A voz de Haddad será a a voz de Lula. Com esse propósito, é ele quem será registrado como vice. A pergunta óbvia é: então, Haddad é o candidato a presidente? Por enquanto, não. 

O candidato a presidente é Lula e a aliança levará até a último momento a campanha para que Lula tenha o direito de disputar a eleição. 

Com isso, serão duas as campanhas: Lula Livre e Lula presidente — no fundo, significam a mesma coisa. Ao defender Lula Livre, a aliança denuncia o processo violento com que se tirou o PT do Planalto e, em seguida, em uma ação que teve tramitação com rapidez anormal e com uma ação judicial sem provas e demonstração de culpa, se prendeu Lula. 

As duas coisas — o impeachment de Dilma e a prisão de Lula — representam a fotografia do golpe, e é preciso mostrá-la ao eleitor, o que significa radicalizar a democracia: demonstrar a torpeza em todos os seus detalhes e dar ao eleitor a oportunidade de entender que, por conta disso, o alvo não é apenas Dilma, Lula ou o PT. O alvo é a soberania da nação — afastá-los abriu caminho para o saque. Não é à toa que o litro da gasolina custava R$ 2,90 e hoje está em R$ 5,00.

Lula está tendo seus direitos políticos roubados, num processo viciado, mas o roubo maior ocorre no bolso da maioria dos brasileiros. 

Se Lula, por conta desse processo, não puder ser candidato, Haddad será, com Manuela vice. Se Lula puder ser candidato, Haddad cede o lugar de vice para Manuela. Dois nomes serão registrados na justiça eleitoral neste momento — Lula e Haddad —, mas são três os nomes que, informalmente, estão na chapa — além dos dois, Manuela. É uma chapa com três nomes.

Nunca aconteceu isso antes no Brasil, mas também não é sempre que o Brasil sofre um golpe. 

Para combater a violência institucional, há momentos em que o povo pega em armas. Na escola do PT, isso está descartado. O que o partido aprendeu a fazer é disputar eleição. 

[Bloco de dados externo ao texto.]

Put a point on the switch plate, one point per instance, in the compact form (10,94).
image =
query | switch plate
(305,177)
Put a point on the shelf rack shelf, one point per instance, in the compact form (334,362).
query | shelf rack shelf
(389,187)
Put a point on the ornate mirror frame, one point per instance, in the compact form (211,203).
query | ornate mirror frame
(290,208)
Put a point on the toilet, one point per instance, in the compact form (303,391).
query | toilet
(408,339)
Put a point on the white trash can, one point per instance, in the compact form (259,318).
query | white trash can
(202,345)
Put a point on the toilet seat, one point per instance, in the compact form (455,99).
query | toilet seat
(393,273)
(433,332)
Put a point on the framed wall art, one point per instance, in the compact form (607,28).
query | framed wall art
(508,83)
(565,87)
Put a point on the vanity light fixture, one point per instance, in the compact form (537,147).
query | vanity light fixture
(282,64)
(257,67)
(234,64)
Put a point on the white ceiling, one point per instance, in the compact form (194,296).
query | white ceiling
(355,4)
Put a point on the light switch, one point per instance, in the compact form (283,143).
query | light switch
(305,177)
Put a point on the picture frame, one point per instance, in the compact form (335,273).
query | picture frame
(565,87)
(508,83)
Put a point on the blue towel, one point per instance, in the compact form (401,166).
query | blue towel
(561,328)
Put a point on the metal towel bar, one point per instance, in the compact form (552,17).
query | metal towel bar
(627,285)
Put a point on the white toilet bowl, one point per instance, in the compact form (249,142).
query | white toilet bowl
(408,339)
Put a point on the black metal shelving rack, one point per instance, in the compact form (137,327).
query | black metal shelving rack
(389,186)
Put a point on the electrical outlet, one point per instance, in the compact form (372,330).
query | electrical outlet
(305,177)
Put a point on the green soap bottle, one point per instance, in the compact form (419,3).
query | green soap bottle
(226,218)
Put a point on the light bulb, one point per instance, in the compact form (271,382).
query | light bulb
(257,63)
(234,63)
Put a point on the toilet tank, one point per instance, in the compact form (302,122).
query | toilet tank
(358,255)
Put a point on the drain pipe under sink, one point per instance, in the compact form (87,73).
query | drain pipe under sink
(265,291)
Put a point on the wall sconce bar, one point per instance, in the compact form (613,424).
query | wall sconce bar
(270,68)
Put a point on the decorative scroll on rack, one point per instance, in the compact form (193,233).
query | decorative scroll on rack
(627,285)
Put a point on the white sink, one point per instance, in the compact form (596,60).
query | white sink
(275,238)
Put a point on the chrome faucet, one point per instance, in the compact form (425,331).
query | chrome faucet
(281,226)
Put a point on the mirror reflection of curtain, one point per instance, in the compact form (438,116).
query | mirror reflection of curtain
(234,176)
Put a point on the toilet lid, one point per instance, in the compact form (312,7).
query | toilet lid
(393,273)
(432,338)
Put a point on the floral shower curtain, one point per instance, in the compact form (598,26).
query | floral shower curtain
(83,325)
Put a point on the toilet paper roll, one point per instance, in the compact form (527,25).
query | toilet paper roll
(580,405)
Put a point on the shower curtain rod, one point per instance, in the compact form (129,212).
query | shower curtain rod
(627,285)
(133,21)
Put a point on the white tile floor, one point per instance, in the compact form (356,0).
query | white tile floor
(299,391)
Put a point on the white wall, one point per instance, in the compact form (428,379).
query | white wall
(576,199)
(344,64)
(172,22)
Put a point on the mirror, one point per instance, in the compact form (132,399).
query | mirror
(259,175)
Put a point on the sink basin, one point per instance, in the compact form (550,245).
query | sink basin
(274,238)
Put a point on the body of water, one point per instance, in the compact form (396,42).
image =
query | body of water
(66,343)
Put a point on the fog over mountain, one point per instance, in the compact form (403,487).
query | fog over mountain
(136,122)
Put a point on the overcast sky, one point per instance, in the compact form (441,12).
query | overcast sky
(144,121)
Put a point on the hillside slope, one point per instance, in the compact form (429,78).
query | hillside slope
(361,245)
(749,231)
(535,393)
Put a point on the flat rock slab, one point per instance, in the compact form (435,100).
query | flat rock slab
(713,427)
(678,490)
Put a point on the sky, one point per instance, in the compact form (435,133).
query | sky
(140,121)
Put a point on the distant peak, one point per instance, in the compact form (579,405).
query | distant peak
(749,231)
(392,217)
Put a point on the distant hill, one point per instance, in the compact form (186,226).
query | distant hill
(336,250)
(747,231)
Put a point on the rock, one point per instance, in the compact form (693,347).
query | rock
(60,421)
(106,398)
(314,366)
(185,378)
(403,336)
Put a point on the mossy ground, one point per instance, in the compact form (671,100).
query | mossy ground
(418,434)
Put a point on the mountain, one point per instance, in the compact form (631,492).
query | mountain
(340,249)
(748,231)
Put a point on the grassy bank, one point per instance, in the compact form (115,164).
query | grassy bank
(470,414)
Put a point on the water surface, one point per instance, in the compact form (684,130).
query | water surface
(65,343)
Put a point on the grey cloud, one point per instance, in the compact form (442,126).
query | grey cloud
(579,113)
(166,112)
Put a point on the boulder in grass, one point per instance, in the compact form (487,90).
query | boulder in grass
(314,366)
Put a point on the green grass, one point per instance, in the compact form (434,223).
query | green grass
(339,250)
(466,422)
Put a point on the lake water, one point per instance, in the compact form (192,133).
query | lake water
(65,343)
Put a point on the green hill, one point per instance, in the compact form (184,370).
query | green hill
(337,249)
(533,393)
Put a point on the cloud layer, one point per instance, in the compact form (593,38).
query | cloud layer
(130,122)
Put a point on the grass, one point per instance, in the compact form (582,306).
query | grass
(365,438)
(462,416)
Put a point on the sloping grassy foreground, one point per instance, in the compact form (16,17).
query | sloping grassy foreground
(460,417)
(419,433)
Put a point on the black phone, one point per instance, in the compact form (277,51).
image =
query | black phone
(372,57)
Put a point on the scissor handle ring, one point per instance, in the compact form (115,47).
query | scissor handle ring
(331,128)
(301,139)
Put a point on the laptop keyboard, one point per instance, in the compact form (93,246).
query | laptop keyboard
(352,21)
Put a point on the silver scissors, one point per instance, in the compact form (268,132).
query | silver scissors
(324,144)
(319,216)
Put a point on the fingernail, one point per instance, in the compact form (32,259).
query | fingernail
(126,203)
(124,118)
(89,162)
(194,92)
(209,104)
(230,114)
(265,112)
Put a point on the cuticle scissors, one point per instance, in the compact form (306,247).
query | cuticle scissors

Mostrou que, derrotado nas urnas, sabe perder. Mas não abre mão do direito de tentar ganhar. E, ao ganhar, usar o governo como meio de transformar efetivamente o país. No governo já errou, e muito, mas a costura política concluída neste fim de semana mostra que o PT e seus aliados mais próximos, como o PCdoB, não desistiram de tentar.